Que devrais-je faire de mon téléphone et de mes objets de valeur ?

Utilisez une pochette étanche ou un sac étanche pour votre téléphone, et laissez tout ce qui est vraiment irremplaçable, passeports, électroniques non étanches, argent que vous ne voulez pas mouiller, dans votre hébergement plutôt que de les porter dans la zone de la douve. Beaucoup de boutiques vendent des pochettes de téléphone étanches peu coûteuses spécifiquement pour le festival dans les jours précédents.

Songkran est-il sûr, vu tout le trafic routier et l’eau ?

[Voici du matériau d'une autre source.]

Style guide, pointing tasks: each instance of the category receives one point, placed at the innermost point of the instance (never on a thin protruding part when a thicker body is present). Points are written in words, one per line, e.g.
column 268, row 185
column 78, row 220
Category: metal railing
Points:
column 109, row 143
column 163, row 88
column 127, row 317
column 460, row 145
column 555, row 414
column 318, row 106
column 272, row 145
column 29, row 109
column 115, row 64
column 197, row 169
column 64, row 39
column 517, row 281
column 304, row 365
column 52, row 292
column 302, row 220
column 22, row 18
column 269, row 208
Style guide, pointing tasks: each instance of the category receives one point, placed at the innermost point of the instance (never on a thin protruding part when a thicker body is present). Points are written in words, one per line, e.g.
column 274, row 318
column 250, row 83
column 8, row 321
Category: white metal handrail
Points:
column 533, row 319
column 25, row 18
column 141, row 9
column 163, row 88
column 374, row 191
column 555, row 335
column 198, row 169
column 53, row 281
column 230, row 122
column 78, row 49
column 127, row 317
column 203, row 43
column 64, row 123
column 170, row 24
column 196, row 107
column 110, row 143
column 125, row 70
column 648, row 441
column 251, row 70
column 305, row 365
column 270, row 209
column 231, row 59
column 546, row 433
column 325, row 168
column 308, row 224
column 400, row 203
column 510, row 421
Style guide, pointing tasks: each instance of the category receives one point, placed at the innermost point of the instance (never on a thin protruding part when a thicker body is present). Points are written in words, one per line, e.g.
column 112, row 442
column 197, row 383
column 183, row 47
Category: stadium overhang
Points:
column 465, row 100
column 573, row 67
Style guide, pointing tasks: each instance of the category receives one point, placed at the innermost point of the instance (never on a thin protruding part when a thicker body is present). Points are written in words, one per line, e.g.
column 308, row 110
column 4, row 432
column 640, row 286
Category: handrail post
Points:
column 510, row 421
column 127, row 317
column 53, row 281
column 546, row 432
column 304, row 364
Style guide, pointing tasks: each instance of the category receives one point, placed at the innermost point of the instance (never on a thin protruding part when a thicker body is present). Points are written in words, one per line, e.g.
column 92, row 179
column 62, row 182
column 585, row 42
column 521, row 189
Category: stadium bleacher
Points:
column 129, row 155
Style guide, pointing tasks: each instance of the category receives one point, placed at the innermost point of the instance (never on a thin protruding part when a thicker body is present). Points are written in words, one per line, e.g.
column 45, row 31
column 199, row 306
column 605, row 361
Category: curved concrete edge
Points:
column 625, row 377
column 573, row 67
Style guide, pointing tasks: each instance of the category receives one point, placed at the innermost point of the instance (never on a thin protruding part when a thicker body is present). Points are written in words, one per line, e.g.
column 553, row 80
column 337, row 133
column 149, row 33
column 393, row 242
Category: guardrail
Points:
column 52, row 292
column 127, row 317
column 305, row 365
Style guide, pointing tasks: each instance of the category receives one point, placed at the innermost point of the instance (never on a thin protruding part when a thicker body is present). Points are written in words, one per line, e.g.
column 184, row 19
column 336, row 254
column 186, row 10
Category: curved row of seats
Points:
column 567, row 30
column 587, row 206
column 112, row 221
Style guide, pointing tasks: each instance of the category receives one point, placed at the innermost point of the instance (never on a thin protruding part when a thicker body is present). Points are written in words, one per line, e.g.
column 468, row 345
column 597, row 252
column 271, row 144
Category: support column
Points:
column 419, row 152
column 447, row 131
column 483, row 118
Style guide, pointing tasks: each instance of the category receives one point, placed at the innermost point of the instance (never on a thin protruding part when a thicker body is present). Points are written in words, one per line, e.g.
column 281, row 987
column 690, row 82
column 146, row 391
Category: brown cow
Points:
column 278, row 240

La bataille d’eau elle-même est bon enfant et rarement dangereuse, mais la semaine de Songkran coïncide avec les taux d’accidents routiers annuels les plus élevés de la Thaïlande, causés par un mélange de volume de voyage de vacances, consommation d’alcool, et routes mouillées. Si vous louez un scooter, c’est une semaine spécifiquement mauvaise pour être un conducteur débutant ou inexpérimenté, et une conduite sobre et prudente (ou simplement marcher et utiliser Grab) vaut la peine d’être priorisée sur la commodité pendant cette semaine particulière.

Puis-je rester sec si je veux juste faire du tourisme ?

Pas réellement dans la douve et le noyau de la Vieille Ville. Si rester sec compte plus pour vous que l’expérience du festival, planifiez les visites de temples en Vieille Ville tôt le matin (avant environ 9h, quand la bataille d’eau commence typiquement à monter en puissance) ou envisagez de planifier une visite à Chiang Mai en dehors de la semaine de Songkran entièrement et de capter un Songkran régional plus petit et plus calme ailleurs à la place.

Les locaux apprécient-ils réellement ceci, ou est-ce surtout pour les touristes ?

C’est une vraie tradition profondément enracinée du Nouvel An thaï, pas une invention touristique, et les locaux de Chiang Mai participent avec enthousiasme, organisant souvent des rassemblements familiaux, des visites de temple pour verser de l’eau sur des images de Bouddha et les mains des aînés comme rituel de bénédiction, et des stations d’eau de quartier bien au-delà du tronçon de la douve chargé en touristes. L’échelle de la zone de la douve a grandi avec le tourisme, mais la pratique sous-jacente de l’eau comme symbole de purification et de renouveau pour la nouvelle année est authentiquement thaïlandaise et célébrée nationalement, pas mise en scène pour les visiteurs.